Bloc-notes : Felix Tshisekedi, la nuance !

Trêve des supputations, il était temps qu’il parle et il a fait. Le président de la République Démocratique du Congo Felix Tshisekedi a passé en revue lors d’une interview accordée à la voix de l’Amérique l’actualité politique du pays.

Deux sujets ont particulièrement retenu mon attention du fait de la polémique qu’ils ont suscitée. Il s’agit de la proposition de loi portant sur la congolité et sur la désignation du président de la centrale électorale.


Le moins que l’on puisse dire, est que Fatshi a pris le contre-pied parfait par rapport à une certaine opinion. D’abord concernant la loi sur la Congolité, le président de la République déclare: : « Noel Tshani est un congolais, il est dans son droit (…), Est-ce qu’être congolais de père et de mère suffit comme critère à garantir une bonne gestion des autres congolais de père et de mère? Je ne crois pas. »

En déclarant ouvertement qu’il est contre cette proposition de loi, Fatshi nage là à contre-courant de la plupart de ses partisans qui ont publiquement manifesté leur approbation sur cette loi.

Il surprend aussi ses opposants/ alliers qui voyaient dans son silence la main noir qui, téléguidée depuis la cité de l’Union Africaine la confection de cette proposition de loi. Cette prise de position permet au président Tshisekedi d’éteindre le feu au sein même de sa coalition « Union sacrée » dont une branche menaçait de claquer la porte si et seulement si, cette thématique était inscrite à l’ordre du jour de la session de septembre à l’assemblée nationale.

Il caresse par conséquent dans le sens du poil un de ses alliés importants dans le renversement des forces établies après les élections de 2018. Est-ce une façon de l’endormir et de porter le coup de grâce le moment venu? L’avenir nous le dira, mais pour l’instant restons sur les faits.

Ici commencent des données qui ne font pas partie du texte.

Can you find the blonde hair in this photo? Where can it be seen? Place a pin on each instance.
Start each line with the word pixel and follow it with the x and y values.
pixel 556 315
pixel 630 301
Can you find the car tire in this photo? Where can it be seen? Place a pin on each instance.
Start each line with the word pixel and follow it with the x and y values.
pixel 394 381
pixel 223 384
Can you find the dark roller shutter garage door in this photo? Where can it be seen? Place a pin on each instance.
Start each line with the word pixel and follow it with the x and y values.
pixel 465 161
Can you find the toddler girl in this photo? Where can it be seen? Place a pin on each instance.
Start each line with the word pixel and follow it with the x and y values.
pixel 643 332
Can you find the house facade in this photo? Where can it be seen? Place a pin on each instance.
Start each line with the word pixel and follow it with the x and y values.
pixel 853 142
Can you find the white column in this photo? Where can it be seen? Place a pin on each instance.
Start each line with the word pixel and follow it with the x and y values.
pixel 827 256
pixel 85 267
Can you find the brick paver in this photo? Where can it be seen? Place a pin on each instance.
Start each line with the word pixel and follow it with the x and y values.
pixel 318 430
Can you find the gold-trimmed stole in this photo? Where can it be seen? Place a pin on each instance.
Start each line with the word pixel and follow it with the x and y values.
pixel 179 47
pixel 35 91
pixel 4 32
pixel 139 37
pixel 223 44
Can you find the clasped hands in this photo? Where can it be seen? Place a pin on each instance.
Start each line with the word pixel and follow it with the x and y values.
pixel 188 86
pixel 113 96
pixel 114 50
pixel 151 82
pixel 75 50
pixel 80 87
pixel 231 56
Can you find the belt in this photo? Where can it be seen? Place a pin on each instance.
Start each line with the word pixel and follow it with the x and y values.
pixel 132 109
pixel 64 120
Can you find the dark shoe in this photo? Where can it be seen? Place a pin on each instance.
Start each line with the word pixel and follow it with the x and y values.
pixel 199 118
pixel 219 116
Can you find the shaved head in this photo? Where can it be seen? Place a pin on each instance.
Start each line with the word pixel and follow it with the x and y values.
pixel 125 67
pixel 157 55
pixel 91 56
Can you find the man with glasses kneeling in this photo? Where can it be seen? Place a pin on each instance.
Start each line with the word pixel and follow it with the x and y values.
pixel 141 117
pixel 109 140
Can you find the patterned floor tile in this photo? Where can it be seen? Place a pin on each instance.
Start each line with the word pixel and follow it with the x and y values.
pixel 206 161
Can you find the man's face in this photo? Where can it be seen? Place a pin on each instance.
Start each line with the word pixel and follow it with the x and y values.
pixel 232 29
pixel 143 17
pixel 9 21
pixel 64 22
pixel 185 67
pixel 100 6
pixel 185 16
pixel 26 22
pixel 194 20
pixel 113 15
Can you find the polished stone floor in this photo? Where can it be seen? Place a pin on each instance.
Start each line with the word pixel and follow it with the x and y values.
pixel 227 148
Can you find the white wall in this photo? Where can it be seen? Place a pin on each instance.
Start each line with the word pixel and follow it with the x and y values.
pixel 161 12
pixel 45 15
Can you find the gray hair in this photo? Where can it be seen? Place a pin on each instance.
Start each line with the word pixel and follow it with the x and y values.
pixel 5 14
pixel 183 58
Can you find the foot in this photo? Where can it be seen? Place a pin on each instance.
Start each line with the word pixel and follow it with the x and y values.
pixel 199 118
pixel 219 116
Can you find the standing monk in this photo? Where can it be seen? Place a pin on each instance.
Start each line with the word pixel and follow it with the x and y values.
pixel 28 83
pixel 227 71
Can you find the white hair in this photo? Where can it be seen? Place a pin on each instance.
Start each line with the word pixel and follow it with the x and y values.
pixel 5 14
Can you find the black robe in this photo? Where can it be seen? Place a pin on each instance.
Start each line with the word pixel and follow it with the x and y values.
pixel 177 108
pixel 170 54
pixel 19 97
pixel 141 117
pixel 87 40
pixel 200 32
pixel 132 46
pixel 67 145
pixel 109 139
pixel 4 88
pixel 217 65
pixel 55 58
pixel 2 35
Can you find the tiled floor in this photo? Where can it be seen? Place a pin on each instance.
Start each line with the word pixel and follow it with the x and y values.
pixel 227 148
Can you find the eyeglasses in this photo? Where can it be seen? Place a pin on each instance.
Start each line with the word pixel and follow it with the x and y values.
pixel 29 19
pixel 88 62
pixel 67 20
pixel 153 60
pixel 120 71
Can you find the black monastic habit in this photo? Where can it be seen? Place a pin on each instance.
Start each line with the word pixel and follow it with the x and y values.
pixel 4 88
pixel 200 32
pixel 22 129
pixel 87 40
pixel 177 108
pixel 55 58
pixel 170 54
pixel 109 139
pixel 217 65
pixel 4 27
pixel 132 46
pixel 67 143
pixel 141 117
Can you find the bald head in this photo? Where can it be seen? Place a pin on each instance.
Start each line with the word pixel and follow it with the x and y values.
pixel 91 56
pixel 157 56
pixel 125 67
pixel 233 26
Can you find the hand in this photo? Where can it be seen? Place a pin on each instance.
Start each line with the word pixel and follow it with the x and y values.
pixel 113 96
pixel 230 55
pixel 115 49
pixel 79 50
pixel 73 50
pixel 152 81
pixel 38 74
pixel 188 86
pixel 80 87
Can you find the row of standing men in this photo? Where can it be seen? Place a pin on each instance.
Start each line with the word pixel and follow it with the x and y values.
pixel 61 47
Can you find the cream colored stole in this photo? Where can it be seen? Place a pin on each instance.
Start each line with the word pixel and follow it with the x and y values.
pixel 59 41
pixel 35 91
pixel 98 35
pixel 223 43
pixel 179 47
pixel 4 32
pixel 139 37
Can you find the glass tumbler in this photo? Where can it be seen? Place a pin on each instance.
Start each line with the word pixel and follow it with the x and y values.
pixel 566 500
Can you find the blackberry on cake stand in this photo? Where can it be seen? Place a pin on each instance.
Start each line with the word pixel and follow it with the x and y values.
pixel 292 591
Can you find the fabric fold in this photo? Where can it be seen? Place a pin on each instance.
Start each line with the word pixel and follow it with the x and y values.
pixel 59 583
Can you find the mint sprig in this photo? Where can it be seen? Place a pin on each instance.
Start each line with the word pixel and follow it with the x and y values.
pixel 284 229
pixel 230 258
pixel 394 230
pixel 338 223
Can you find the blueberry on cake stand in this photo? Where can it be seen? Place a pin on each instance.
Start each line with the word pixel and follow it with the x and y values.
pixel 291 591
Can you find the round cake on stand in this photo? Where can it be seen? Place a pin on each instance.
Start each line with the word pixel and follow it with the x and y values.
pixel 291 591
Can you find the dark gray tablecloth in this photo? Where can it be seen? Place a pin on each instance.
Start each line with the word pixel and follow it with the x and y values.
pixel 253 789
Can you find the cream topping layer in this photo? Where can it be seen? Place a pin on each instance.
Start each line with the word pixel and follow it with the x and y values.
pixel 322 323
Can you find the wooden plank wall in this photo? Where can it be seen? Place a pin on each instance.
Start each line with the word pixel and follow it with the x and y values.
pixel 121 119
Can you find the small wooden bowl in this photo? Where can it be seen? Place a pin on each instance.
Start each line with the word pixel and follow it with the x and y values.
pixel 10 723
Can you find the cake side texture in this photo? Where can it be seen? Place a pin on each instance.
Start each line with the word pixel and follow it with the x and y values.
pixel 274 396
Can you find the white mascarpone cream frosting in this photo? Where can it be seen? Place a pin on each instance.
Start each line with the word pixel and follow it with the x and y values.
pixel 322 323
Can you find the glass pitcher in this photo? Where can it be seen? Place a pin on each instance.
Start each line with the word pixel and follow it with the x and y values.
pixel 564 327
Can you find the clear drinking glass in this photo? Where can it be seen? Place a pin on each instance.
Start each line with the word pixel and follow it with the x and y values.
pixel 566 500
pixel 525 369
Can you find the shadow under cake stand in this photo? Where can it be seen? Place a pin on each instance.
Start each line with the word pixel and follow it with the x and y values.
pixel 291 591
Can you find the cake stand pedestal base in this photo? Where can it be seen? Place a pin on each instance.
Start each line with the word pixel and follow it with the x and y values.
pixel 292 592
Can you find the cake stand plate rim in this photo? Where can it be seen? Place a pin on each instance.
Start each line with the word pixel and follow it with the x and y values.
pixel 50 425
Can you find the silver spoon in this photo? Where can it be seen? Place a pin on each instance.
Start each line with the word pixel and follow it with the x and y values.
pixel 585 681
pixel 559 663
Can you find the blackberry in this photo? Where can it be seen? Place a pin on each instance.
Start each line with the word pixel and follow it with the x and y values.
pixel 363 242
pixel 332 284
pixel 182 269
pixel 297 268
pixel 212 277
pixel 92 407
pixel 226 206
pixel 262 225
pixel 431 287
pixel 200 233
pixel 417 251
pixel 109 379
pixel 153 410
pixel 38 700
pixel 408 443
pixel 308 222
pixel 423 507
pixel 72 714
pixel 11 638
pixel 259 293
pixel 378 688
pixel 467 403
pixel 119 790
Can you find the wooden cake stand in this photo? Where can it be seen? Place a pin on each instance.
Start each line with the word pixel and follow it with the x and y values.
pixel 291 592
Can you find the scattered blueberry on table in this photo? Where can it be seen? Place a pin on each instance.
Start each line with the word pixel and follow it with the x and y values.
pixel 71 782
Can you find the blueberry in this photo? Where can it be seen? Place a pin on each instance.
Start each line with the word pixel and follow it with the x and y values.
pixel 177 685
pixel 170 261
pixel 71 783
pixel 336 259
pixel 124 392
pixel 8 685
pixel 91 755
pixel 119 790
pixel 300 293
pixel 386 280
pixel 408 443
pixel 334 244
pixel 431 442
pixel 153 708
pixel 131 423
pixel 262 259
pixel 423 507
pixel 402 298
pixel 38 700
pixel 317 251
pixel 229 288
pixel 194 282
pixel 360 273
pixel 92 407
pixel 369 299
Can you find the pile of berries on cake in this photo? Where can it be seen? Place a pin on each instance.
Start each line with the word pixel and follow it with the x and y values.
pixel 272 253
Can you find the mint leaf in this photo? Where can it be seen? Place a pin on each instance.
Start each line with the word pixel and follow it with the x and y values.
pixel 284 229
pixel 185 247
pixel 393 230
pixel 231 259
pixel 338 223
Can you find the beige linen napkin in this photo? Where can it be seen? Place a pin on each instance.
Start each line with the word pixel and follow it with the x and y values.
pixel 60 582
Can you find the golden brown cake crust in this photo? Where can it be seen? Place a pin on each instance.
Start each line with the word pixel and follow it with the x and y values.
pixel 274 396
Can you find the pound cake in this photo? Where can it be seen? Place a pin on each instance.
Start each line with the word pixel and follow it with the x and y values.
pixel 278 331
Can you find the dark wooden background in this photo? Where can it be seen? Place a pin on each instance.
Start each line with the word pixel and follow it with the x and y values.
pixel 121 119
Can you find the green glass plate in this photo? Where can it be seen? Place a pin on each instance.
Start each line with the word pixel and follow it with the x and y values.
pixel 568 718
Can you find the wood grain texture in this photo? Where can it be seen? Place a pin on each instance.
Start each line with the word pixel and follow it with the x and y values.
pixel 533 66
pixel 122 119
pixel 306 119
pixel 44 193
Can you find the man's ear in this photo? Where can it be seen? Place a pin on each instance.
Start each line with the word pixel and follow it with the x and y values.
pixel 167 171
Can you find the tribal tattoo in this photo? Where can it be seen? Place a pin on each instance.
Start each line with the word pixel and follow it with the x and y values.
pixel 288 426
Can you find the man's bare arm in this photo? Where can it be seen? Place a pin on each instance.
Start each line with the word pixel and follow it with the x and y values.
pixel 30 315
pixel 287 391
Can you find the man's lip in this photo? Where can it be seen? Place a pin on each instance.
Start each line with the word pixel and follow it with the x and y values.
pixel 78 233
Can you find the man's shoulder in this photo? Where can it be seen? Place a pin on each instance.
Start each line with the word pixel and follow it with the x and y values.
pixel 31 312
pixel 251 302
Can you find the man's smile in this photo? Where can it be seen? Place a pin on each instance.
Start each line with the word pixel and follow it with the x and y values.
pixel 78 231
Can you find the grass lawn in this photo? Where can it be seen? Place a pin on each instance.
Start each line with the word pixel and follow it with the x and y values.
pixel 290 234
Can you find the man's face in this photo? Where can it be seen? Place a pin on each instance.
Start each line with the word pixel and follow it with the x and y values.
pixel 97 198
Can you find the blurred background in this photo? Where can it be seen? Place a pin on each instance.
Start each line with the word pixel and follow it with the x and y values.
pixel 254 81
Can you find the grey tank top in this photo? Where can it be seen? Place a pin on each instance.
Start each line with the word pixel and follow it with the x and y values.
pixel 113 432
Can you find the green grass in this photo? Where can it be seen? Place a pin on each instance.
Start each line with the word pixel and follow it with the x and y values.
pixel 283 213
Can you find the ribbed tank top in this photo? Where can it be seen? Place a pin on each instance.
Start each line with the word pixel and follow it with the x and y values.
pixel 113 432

La deuxième thématique sur laquelle il était attendu est la désignation du président de la commission Électorale Nationale Indépendante. A ce propos le président Tshisekedi déclare: « Si je dis Ok, on retire comme disent les deux confessions religieuses qui sont minoritaires, les six autres confessions le prendraient très mal, si on impose parce qu’il y a six contre deux, les deux autres le prendront mal ».

Là encore on attendait une opinion tranchée, Tshisekedi se place en garant du bon fonctionnement des institutions en revoyant les confessions religieuses au bon sens pour la désignation du président de la CENI.

D’aucuns diront, qu’il s’était ouvertement prononcé sur la question de la désignation de Ronsard Malonda et pourquoi maintenant il ne le fait pas alors qu’il est saisi par la Cenco et l’E.C.C. Rappelons qu’à l’époque le président de la République répondait au bureau de l’Assemblée nationale sur la base du procès-verbal entériné par la plénière de la chambre basse et que le président devrait acter cette désignation.

Dans la présente situation il serait judicieux de signaler que, ce procès-verbal n’existe pas encore ou du moins n’est pas encore transmis au président de la République. Sur la base de quoi devrait-il intervenir ? Espérons qu’il le fera si la situation se reproduit. C’est donc ça la nuance.